Futurice Tech Weeklies

These were the regular tech meetups at Futurice. Tech Weeklies is a low-barrier space for casual presentations and experimentation. Most of these talks are meant as introductions to niche web topics.

  • A brief tour of next-gen JavaScript build tools, April 2021

    Getting a modern JS project from git to running in a terminal takes ages. There is the installation of dependencies, running the server, running the bundler, maybe a type-checker, the CSS pipeline. There are watchers watching watchers, and the whole thing makes both my head and your computer’s fans spin. The setup is yet more complex once you start adding multiple projects in one codebase, when you think of Server-Side Rendering and so on.

    This delay has a real impact on people being able to contribute to the codebase, especially when it comes to iterative UI work. Trying to make things faster in the current (by some definition) model hits diminishing returns, and takes active time and budget to do right. For example, over three years Fotis has reworked his current project’s pipeline four times, and while it was faster each time, it still can be a challenge!

    In this talk, we try a different approach. We will give you a brief tour of modern tools that rethink how dependencies are bundled in development, and the very real gains that this offers.
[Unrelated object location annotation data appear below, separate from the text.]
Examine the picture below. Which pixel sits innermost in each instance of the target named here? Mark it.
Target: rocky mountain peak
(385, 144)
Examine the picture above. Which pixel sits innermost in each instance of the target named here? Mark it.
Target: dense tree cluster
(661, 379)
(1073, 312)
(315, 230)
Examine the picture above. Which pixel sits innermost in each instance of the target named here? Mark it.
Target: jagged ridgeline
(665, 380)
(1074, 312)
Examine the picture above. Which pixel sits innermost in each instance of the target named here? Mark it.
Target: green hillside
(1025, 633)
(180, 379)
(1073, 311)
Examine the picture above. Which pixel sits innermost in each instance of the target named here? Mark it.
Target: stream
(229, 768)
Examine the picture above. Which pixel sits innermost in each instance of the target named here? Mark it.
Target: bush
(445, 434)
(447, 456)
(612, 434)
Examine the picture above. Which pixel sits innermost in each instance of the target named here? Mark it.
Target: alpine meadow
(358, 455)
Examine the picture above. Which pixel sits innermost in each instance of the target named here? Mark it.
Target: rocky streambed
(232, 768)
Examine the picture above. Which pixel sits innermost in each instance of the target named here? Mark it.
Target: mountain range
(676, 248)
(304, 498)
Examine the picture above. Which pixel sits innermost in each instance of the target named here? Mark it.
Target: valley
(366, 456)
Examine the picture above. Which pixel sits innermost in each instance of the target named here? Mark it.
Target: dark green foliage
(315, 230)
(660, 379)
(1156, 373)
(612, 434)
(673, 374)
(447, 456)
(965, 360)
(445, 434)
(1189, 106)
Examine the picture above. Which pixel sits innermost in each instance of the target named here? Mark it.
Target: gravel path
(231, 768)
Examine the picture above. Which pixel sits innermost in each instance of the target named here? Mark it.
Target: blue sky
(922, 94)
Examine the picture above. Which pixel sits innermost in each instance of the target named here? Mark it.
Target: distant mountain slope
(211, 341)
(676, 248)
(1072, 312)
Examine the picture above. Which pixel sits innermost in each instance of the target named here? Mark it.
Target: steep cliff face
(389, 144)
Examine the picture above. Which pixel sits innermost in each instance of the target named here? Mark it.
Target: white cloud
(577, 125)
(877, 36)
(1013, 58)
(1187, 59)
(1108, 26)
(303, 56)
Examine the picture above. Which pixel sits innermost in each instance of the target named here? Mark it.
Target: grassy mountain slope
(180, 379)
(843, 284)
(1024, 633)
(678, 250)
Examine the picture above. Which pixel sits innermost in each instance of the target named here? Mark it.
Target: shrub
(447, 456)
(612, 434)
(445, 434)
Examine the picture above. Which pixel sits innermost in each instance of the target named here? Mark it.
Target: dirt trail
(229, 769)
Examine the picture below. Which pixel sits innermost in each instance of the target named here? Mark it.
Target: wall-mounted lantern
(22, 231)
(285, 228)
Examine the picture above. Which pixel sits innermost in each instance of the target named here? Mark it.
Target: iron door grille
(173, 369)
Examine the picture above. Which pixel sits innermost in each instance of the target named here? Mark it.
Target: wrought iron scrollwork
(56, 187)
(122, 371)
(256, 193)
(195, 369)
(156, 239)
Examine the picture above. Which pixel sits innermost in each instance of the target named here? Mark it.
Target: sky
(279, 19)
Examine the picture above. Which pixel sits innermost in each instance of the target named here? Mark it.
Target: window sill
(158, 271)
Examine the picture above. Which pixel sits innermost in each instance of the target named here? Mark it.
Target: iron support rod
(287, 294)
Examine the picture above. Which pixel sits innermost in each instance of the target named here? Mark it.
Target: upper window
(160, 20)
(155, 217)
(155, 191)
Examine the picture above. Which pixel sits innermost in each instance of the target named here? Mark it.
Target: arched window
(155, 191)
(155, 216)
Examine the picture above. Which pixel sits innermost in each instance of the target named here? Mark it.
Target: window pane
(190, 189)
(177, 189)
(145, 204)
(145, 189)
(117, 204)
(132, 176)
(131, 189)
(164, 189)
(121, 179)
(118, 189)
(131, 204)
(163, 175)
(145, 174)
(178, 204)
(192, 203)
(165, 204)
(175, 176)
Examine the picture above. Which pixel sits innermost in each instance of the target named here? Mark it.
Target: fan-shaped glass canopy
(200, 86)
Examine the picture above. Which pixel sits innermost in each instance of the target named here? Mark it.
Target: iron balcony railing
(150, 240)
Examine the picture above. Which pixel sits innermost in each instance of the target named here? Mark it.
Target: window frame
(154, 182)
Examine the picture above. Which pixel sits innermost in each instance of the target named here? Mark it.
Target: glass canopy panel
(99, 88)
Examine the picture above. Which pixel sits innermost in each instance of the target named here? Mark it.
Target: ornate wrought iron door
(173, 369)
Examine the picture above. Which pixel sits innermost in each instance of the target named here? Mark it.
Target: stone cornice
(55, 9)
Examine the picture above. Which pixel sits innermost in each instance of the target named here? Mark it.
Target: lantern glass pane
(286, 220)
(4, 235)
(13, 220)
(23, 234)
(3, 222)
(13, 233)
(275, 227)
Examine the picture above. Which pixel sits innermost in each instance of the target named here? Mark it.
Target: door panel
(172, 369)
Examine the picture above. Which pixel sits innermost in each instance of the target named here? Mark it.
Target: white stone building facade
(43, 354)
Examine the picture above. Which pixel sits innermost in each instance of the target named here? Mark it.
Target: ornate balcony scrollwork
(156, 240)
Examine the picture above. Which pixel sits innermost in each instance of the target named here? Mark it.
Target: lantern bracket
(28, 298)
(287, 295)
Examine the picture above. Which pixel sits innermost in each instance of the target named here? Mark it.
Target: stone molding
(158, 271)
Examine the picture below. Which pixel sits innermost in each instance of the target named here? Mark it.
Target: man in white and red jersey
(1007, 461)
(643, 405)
  • Adversarial Stylesheets: User-styles for better Accessibility, April 2021

    User-defined stylesheets allow users to make customizations to websites with CSS to better accommodate their needs and preferences. For example, users can add back removed focus styles or redefine how sticky elements behave on different zoom levels to help make sites more accessible, when they are otherwise less so.

    In this talk, Fotis walks you through how to create and use user-styles and showcases an example of their own user-styles written for Duolingo’s website.
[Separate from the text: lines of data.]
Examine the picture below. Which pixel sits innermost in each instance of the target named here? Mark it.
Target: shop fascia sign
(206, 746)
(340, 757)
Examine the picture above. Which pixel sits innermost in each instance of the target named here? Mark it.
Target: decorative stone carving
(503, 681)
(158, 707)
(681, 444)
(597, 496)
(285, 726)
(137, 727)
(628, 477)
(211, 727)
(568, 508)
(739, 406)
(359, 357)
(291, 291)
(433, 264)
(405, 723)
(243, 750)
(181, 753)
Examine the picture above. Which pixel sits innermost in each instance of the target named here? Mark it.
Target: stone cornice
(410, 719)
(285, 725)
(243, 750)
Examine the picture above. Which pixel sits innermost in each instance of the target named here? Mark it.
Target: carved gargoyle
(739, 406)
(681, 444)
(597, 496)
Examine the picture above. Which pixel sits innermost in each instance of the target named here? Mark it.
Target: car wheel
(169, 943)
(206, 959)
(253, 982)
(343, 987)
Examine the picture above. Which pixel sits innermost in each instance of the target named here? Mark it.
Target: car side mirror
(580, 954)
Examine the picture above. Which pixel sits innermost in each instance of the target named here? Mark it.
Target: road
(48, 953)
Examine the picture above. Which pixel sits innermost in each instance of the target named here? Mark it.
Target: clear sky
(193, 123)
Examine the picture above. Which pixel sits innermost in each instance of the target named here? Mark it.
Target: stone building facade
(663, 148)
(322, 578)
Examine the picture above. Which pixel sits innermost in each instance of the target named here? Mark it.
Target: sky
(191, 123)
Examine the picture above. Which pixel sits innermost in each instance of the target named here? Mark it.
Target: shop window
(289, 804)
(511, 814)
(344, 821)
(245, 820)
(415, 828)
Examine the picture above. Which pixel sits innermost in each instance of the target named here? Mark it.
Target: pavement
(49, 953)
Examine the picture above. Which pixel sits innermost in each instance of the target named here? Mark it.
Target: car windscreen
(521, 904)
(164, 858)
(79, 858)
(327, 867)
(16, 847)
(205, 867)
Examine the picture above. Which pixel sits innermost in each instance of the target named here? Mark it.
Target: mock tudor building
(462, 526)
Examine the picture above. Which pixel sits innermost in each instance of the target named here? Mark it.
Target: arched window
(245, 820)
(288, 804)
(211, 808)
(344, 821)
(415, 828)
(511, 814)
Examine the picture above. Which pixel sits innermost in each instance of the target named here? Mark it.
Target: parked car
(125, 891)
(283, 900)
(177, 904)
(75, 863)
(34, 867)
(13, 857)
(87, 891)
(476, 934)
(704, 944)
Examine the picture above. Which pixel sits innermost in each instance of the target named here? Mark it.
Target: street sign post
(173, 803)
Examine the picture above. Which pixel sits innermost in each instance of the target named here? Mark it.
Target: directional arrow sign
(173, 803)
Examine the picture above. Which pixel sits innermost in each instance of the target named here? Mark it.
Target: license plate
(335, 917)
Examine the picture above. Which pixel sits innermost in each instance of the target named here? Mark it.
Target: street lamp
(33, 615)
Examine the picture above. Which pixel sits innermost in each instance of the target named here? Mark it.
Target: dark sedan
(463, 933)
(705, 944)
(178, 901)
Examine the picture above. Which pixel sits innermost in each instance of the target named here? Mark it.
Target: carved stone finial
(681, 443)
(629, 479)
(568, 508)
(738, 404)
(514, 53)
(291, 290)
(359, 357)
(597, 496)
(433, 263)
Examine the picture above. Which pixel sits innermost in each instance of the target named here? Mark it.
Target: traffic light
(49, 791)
  • COVID-19 and the dark side of web Accessibility, April 2020 (Editorial note: This really was a product of its time.)

    Times of crisis are a test for how (or not) we have integrated accessibility into our processes. When the urge to help and to do things well apply tension, the shortcuts we rely on might mislead us.
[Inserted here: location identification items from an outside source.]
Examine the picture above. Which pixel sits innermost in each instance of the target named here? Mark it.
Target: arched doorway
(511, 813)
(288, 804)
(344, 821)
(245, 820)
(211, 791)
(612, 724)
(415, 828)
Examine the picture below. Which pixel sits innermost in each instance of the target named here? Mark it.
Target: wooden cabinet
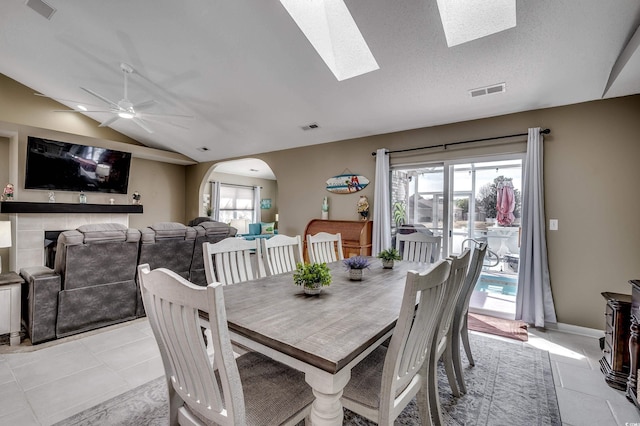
(634, 343)
(356, 235)
(615, 361)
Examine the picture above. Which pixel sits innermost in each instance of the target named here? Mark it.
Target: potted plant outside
(355, 265)
(312, 276)
(388, 256)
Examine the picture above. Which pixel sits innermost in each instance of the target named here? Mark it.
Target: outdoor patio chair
(419, 247)
(384, 382)
(215, 387)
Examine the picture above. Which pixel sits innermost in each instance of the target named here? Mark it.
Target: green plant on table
(389, 254)
(308, 274)
(356, 262)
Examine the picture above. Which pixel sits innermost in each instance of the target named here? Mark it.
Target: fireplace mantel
(28, 207)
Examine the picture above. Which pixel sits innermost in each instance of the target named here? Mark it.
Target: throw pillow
(267, 227)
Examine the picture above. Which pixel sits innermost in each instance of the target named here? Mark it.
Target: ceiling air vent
(42, 8)
(311, 126)
(488, 90)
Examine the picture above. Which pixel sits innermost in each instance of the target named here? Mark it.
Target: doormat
(513, 329)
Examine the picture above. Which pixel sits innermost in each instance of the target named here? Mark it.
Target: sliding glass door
(475, 199)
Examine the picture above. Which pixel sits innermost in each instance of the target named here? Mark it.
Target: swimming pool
(497, 283)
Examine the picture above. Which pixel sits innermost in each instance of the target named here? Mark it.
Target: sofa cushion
(103, 232)
(164, 230)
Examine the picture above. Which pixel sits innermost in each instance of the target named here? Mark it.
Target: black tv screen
(63, 166)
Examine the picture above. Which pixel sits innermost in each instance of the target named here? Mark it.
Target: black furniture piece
(614, 363)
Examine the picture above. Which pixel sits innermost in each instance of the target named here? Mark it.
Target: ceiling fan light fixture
(467, 20)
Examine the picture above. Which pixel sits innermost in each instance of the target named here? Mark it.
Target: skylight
(331, 30)
(466, 20)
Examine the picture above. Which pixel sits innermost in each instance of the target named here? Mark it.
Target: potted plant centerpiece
(388, 256)
(355, 265)
(312, 276)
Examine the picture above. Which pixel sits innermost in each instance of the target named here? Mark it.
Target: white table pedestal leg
(326, 409)
(327, 388)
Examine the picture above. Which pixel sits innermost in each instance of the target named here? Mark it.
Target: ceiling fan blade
(80, 111)
(142, 124)
(110, 121)
(154, 115)
(144, 105)
(102, 98)
(63, 100)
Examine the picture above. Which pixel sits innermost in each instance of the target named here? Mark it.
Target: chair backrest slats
(281, 253)
(324, 247)
(410, 344)
(419, 247)
(459, 266)
(173, 305)
(232, 260)
(473, 273)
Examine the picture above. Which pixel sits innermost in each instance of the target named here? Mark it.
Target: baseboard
(575, 329)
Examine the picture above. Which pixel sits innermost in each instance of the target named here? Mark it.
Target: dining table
(323, 335)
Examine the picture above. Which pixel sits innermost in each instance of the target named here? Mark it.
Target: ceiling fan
(124, 108)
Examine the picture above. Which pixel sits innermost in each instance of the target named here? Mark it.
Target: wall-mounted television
(63, 166)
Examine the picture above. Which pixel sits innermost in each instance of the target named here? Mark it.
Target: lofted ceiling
(252, 81)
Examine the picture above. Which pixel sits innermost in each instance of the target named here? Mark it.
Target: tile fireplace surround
(28, 228)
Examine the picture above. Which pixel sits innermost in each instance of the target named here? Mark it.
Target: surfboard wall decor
(346, 183)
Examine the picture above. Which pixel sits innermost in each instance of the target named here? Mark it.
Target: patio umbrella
(506, 203)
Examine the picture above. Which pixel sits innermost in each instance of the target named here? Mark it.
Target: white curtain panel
(215, 200)
(257, 213)
(534, 301)
(382, 205)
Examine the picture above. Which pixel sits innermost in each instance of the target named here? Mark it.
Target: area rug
(512, 329)
(511, 383)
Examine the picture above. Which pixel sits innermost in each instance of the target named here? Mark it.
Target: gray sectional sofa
(94, 284)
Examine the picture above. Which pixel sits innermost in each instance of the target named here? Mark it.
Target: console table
(10, 306)
(615, 361)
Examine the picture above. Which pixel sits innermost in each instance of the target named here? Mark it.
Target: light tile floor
(59, 379)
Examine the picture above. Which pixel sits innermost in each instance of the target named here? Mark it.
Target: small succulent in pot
(356, 262)
(312, 276)
(388, 256)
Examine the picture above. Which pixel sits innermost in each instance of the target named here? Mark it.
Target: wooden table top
(326, 330)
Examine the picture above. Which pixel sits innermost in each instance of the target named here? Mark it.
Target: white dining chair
(419, 247)
(215, 387)
(384, 382)
(460, 332)
(324, 247)
(440, 348)
(281, 253)
(232, 260)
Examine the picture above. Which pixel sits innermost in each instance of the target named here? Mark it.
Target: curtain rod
(445, 145)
    In this talk, we will reframe the conventional “edge case” as a “stress case”. We will cover how accessibility benefits even more people in a crisis, and how our own processes can or should adapt under stress.

    The last thing I want to do with this, is to put yet more pressure on you; we already have enough of that. Instead, I want us to look at the systems that are bigger than us, and which will only change with our collective effort.

  • Modernizing web layout, Jan 2020

    Long projects take effort. Past hot-fixes accumulate, decisions go untold, and uncertainty may loom. In this talk, we’ll go over incremental changes to our ageing play.fiba3x3.com codebase, and the work we are doing to make it be more responsive and accessible. By the end, I hope you’ll have some things to add to your backlog, and ideas for how to tackle them!

  • Why I love Frontend in 2019!, June 2019

    It is 2019 and you’re wondering how to support older browsers? Do you want to share your excitement but don’t know how? If you are wondering how these ideas mesh together, join us and find out!

    The web is about being extendable and adapting to the users. In this talk, Fotis talks about the recent additions to the web platform that excites him. He also talks about the progressive enhancement as a pattern in the work, and how it can be integrated in the discussions about the frontend.

  • Let’s make some forms & think about our existence, December 2018

    Putting forms on a web page is a common task in web development. And yet, making those forms accessible seems disproportionately hard, as evidenced by the large number of inaccessible forms one comes across daily. It needn’t be so.

    Are you wondering about “simple” things and reluctant to ask? Have you had a client declare a piece of software “finished” when it is only visually so? Do you want to increase the light we shed on accessibility? This talk might be for you!

Other archives

Once upon a time, I started putting my slides on Notist, but I have not updated that in a while.